Acetazolamide inhibition of basolateral base exit in rabbit renal proximal tubule S2 segment.

The influence of the carbonic anhydrase inhibitor acetazolamide (ACZ) was investigated on HCO3- transport mechanisms in the basolateral cell membrane of rabbit renal proximal tubule. Experiments were performed on isolated S2 segments using double-barrelled microelectrodes to measure cell membrane potential (Vb) and cell pH (pH(i)) during step changes in bath perfusate ion concentrations. Peritubular application of ACZ (1 mmol/l) reduced the initial Vb response to 10:1 reduction of bath HCO3- concentration only slightly, from +53.8 +/- 4.2 mV to +49.1 +/- 0.3 mV (n = 5), but caused an intermittent overshooting repolarization in the secondary Vb response. In conjunction with these effects it left the initial pH(i)) response virtually unchanged but induced a secondary slow acidification. These observation indicate that--under the present experimental conditions--ACZ does not block the Na(+)-HCO3- cotransporter but acts via inhibition of cytosolic carbonic anhydrase.

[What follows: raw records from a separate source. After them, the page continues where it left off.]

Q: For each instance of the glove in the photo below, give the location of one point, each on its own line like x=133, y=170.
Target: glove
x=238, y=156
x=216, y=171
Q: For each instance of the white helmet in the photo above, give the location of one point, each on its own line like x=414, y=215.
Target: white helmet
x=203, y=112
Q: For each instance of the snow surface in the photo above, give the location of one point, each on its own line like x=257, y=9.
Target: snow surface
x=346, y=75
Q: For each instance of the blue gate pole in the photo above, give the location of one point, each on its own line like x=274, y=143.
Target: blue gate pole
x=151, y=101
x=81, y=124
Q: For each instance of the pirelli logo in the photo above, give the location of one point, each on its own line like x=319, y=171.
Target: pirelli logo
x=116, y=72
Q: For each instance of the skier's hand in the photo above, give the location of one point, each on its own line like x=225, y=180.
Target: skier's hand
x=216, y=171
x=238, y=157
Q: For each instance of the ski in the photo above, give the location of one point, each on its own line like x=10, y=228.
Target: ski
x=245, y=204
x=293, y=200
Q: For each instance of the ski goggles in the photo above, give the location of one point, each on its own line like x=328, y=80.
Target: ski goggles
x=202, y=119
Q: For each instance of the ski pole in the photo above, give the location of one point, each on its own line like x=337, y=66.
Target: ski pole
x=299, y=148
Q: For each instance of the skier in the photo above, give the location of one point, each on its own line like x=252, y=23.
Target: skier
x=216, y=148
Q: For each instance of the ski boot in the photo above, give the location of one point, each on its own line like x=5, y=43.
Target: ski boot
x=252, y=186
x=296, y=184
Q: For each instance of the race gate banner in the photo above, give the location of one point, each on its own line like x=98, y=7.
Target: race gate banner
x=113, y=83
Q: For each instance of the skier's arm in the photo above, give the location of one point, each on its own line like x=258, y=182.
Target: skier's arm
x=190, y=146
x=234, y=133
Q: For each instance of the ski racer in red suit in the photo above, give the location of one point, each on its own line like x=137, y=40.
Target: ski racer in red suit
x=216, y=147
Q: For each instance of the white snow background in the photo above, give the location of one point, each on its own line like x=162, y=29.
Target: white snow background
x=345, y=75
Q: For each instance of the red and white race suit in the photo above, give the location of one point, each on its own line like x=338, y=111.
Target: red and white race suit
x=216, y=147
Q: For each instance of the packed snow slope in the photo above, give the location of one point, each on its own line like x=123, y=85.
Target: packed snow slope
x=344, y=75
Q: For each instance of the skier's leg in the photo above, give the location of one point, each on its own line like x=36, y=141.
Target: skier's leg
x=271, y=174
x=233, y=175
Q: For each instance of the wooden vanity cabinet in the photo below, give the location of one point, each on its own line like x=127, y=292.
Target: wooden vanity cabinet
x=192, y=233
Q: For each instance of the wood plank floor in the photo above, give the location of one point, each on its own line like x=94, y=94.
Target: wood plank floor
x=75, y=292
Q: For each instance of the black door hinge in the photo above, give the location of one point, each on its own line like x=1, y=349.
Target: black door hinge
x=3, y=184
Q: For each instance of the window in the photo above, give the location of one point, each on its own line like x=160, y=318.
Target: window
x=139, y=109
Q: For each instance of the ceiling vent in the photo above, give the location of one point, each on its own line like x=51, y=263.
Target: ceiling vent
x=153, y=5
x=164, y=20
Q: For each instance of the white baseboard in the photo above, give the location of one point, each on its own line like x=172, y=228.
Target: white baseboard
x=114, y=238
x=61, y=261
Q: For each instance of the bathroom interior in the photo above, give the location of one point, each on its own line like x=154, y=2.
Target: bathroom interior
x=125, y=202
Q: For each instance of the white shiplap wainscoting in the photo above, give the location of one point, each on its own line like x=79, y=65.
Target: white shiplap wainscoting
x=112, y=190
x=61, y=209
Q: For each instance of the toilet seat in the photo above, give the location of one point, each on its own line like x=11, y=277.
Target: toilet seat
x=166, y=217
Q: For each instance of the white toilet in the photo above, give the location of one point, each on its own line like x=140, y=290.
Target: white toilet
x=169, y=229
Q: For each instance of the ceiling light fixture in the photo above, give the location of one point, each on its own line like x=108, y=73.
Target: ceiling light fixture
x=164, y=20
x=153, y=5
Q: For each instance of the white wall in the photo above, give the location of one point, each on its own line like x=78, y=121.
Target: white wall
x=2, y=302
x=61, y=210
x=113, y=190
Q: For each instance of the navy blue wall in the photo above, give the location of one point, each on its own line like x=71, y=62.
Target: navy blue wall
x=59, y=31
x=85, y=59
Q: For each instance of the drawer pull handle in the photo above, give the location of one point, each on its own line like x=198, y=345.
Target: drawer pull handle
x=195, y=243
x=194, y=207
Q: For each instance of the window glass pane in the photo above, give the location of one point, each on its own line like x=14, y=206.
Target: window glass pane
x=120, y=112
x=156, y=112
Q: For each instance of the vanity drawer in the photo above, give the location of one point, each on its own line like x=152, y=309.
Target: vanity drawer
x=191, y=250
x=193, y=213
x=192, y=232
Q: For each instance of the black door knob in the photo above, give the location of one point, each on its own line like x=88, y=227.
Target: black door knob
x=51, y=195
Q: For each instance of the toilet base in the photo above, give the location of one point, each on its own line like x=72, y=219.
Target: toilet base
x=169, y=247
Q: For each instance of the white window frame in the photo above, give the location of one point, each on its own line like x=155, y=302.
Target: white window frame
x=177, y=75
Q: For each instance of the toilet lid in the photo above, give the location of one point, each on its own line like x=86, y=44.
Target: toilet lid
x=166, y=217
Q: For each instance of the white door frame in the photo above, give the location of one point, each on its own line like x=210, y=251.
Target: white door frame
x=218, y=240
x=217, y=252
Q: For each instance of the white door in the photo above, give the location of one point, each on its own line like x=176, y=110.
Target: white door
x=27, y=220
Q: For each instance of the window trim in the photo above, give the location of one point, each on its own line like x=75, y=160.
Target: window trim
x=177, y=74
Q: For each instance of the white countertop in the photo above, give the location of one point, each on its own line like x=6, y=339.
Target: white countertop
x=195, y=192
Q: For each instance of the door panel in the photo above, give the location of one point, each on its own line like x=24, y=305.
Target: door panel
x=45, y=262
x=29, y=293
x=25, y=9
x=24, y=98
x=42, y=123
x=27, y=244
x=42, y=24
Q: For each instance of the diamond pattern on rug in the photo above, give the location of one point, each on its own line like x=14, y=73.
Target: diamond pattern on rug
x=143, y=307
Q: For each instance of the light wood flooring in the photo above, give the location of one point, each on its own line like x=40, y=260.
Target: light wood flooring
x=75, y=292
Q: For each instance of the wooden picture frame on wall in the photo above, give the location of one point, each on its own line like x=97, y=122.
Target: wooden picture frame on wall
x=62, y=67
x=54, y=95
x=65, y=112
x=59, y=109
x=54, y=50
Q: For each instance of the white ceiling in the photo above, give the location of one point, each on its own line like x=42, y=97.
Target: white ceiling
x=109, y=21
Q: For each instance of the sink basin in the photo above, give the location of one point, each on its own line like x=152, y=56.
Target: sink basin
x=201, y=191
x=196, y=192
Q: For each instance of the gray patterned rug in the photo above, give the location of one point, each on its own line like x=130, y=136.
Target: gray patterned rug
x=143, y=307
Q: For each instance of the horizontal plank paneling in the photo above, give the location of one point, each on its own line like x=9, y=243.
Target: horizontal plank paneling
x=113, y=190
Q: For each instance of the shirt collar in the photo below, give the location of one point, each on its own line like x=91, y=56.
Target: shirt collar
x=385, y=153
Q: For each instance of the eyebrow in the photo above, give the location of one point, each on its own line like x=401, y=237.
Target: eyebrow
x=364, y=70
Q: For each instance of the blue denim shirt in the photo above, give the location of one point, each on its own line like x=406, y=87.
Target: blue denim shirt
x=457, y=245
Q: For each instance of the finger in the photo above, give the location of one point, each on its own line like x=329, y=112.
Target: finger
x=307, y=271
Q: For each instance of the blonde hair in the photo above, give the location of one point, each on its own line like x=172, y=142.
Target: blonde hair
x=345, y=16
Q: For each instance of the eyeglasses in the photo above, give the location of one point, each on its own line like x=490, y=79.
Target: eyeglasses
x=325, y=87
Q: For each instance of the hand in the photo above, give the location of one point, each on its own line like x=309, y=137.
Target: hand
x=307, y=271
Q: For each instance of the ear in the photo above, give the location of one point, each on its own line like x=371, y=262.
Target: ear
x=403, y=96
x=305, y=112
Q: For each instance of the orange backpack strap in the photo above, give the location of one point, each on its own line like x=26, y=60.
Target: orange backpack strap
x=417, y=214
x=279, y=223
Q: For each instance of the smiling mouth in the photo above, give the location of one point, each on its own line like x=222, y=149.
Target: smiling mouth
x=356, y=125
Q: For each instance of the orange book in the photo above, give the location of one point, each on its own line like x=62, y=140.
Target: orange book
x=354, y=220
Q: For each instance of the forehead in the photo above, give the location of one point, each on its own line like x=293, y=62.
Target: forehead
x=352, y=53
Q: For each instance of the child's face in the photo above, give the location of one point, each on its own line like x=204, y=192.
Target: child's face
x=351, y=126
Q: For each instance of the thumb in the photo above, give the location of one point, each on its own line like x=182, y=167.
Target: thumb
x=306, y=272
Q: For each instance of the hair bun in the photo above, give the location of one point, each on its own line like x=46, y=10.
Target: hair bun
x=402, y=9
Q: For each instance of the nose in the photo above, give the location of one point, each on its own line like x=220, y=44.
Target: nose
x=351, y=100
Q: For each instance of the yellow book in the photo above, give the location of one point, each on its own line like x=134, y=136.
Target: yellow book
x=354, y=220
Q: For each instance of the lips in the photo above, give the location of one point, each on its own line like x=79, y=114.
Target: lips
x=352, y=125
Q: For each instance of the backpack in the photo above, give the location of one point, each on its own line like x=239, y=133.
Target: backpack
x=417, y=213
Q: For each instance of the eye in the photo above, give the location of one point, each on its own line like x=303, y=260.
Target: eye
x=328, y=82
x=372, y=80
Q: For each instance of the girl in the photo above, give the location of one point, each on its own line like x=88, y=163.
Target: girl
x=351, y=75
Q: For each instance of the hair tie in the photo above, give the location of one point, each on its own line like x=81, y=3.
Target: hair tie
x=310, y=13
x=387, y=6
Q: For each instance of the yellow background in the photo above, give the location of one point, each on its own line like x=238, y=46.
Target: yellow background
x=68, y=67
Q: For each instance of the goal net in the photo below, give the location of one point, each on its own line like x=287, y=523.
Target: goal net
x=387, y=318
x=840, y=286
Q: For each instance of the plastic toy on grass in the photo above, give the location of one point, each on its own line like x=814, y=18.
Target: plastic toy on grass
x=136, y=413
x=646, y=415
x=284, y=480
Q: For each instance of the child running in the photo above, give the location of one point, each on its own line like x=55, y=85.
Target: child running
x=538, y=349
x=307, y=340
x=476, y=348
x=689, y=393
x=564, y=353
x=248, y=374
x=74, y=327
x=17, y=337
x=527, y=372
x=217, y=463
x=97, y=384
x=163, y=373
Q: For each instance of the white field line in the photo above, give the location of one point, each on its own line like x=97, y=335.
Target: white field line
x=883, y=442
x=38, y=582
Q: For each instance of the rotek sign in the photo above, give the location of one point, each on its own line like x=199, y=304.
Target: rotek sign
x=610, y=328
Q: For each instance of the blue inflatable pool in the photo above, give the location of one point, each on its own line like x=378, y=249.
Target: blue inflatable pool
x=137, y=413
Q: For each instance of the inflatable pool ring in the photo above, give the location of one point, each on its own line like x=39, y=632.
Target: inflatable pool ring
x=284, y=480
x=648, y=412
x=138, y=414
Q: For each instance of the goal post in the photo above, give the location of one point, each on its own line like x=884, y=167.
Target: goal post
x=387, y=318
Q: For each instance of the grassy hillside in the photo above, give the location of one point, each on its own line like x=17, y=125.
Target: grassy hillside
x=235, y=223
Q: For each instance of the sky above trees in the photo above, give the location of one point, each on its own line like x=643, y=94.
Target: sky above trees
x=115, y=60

This was confirmed by studying the effect of elevated intracellular HCO3- concentrations under reduced flux conditions and by comparing the concentration dependence of the Vb response with the inhibition kinetics of cytosolic carbonic anhydrase. In contrast, peritubular ACZ inhibited Na(+)-independent Cl-/HCO3- exchange in the basolateral cell membrane of S2 segments directly in a similar way to that described in the preceding publication for S3 segments.